There may well be examples where lengthy research produces innovation, but in this age of corporatocracy, the money goes not to the inventor, but to the company.

My suggestion is that all intellectual property laws should be revoked and be replaced with the usual private contractual basis. The creator will still receive money for his work and can still protect his work through a password, or other means. Even without intellectual property law, the prevailing regulations will still protect the creator through the Criminal Code (protection from fraud) and competition law (protection from unhealthy business practices). But, of course, this will be unlikely to happen until artificial intelligence is found.

For the time being, there are only two things that can be done in terms of the law, both in the areas of private law and public law.

In the private law arena, creators and inventors can waive their rights and ensure the free dissemination of their products (for example, through a copyright license). On the other hand, in the public arena, there has to be an umbrella regulation that will limit the application of intellectual property law and minimize abuses. This umbrella regulation needs to take the form of a treaty to make it binding upon states.

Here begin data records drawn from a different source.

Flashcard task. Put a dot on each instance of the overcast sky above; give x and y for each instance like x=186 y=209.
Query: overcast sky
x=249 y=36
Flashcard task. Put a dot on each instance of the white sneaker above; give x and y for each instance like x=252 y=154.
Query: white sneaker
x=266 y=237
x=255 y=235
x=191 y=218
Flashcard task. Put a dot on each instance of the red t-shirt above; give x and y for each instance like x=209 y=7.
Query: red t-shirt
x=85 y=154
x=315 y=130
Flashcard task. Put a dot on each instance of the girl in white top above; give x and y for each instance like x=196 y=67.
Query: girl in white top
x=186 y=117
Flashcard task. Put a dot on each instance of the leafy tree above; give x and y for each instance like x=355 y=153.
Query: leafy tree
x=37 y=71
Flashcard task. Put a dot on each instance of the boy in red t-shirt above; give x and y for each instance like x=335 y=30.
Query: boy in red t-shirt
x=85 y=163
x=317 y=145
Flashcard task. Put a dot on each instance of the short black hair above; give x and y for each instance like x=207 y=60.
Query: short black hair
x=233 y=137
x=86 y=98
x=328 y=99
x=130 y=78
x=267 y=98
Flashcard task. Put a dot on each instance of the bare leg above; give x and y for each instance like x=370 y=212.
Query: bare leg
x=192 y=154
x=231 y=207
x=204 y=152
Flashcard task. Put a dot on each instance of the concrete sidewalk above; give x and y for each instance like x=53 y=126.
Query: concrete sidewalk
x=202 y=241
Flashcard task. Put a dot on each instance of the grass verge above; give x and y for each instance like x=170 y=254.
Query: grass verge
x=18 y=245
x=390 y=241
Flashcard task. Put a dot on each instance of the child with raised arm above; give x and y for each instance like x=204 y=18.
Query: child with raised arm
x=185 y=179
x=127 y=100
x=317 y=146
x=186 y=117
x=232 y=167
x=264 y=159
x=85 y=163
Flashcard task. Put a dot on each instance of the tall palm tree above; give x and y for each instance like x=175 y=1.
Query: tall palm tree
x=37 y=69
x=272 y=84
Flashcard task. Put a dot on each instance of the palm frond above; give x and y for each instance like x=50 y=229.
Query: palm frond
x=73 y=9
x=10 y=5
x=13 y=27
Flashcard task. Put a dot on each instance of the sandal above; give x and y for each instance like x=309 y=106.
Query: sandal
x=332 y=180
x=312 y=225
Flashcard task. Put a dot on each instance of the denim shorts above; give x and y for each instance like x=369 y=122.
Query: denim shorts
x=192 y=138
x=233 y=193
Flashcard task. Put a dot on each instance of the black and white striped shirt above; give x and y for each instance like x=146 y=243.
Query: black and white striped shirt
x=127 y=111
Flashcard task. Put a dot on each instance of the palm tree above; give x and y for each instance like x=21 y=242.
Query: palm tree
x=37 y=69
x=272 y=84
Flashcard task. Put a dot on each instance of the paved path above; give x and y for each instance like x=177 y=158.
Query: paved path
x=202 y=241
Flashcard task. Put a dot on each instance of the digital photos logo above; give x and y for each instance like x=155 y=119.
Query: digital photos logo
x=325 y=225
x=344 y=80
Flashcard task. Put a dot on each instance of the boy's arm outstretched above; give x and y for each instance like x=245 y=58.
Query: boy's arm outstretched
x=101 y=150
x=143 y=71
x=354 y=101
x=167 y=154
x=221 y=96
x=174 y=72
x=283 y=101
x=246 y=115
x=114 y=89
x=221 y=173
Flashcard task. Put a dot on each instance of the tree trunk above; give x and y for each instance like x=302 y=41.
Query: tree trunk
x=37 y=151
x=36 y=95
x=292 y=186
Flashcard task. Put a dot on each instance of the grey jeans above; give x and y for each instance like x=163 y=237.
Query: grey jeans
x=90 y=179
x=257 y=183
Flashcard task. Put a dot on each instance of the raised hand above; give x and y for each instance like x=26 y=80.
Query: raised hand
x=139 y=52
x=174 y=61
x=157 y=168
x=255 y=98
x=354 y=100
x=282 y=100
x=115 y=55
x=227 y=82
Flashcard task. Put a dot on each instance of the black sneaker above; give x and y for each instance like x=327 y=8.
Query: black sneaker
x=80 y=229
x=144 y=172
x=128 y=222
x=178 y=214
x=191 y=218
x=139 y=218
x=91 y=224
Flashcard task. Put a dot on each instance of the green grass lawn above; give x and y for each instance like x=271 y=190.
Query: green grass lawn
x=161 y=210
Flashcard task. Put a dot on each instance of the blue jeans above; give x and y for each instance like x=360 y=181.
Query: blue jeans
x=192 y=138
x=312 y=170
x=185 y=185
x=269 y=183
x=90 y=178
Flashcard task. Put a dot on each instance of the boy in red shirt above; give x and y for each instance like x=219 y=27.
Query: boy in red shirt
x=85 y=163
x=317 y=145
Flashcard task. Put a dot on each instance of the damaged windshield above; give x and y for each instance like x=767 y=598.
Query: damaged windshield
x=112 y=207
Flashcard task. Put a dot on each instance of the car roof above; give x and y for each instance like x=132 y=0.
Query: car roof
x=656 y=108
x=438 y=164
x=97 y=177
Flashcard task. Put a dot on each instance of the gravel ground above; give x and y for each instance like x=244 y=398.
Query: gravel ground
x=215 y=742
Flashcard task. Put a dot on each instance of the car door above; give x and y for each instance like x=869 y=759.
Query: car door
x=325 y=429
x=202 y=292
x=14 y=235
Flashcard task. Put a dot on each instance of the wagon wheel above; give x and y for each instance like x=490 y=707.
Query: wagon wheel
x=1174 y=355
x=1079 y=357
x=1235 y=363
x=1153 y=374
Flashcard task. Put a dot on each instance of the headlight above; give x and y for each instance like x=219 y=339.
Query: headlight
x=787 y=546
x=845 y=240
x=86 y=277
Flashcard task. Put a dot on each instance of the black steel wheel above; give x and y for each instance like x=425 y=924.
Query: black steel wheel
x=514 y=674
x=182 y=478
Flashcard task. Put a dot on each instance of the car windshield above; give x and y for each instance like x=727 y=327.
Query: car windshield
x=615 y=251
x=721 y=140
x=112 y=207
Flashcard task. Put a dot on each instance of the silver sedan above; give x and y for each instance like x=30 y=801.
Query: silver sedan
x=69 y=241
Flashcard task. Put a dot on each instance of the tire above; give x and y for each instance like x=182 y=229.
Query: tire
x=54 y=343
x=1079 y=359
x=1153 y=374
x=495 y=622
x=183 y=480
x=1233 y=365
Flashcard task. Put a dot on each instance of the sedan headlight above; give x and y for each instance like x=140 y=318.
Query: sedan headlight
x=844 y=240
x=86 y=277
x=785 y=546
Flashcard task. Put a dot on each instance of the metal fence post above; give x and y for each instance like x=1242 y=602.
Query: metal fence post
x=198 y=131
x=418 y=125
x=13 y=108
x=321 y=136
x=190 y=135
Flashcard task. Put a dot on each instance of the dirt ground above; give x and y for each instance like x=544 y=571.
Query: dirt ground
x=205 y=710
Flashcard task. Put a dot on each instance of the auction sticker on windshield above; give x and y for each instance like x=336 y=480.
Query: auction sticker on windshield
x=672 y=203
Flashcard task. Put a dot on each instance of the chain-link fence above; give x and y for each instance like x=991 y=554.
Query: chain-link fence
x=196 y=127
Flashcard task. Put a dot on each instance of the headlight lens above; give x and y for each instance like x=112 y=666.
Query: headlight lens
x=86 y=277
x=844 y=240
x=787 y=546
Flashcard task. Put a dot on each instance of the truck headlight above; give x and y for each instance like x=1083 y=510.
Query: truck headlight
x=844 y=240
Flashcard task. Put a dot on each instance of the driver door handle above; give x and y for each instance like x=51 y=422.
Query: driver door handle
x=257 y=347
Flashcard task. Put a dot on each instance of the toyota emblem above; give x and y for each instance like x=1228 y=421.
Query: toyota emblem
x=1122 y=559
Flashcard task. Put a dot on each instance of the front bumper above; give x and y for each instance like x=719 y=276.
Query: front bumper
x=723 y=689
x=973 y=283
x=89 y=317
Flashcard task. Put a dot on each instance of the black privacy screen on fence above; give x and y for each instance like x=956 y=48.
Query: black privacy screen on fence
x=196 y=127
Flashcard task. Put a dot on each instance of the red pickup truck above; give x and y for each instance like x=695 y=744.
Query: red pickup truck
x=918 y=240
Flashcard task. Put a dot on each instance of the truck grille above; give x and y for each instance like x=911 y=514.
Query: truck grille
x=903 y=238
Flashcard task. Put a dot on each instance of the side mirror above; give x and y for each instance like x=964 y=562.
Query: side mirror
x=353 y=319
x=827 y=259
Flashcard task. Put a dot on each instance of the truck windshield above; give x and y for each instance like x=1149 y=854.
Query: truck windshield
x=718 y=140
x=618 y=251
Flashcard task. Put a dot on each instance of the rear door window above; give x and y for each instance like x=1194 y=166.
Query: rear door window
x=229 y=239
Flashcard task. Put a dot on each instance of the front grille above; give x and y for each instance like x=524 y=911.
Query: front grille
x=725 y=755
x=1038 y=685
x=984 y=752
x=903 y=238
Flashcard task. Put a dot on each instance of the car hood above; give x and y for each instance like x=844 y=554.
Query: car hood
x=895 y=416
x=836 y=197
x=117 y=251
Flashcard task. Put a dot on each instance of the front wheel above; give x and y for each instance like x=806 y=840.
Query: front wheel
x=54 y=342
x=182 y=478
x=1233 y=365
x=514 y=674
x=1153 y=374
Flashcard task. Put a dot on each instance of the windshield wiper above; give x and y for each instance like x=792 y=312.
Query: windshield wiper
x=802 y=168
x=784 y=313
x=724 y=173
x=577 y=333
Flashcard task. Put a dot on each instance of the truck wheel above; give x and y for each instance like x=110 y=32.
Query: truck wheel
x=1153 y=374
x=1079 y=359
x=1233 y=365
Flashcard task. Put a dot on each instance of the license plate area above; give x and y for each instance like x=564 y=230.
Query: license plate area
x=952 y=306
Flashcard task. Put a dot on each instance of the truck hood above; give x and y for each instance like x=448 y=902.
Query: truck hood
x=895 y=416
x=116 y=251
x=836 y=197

A global initiative is currently underway to create a treaty that will limit the application of intellectual property law. It all started in 2004 when Argentine and Brazil submitted a development agenda to the World Intellectual Property Organization (WIPO)'s General Assembly.

Recently, non-governmental institutions have taken over through their "second-track diplomacy". Last month, experts from several countries, including the U.S., South Africa, the Netherlands and Malaysia, met in London for a second round of negotiations with a view to drawing up a draft treaty on access to knowledge (A2K).

The draft A2K treaty currently consists of 12 parts. Article 1(1) states that the objective of the treaty is to "protect and enhance [expand] access to knowledge, and to facilitate the transfer of technology to developing countries".

In the field of copyright law, the draft treaty establishes that copyright shall not apply to the use of relevant excerpts for academic purposes, library archives and internet search engines.

In the area of patents, the draft treaty states that patents shall not be applied to computer programs, methods for treatment of the human or animal body by surgery or therapy and diagnostic methods practiced on the human or animal body, as well as methods of teaching and education.

Many provisions in the A2K are beneficial to developing countries. Article 3-12 provides for the compulsory licensing of copyrighted work in developing countries. Part 9 provides for the transfer of technology to developing countries.

Indonesia is currently trying to attract foreign investment in the intellectual property sector by conducting a crackdown on piracy. President Susilo Bambang Yudhoyono's visit to Microsoft CEO Bill Gates against the background of this crackdown can be seen as a symbol of Indonesia's commitment to fighting piracy.

However, it needs to be remembered that the Constitution states that the promotion of knowledge is an objective of the state. This promotion of knowledge is the core essence of the Access to Knowledge Treaty. For that reason, the government should make the wooing of intellectual property firms a secondary priority, or exclude it from its priority list altogether if this hinders support for the draft A2K.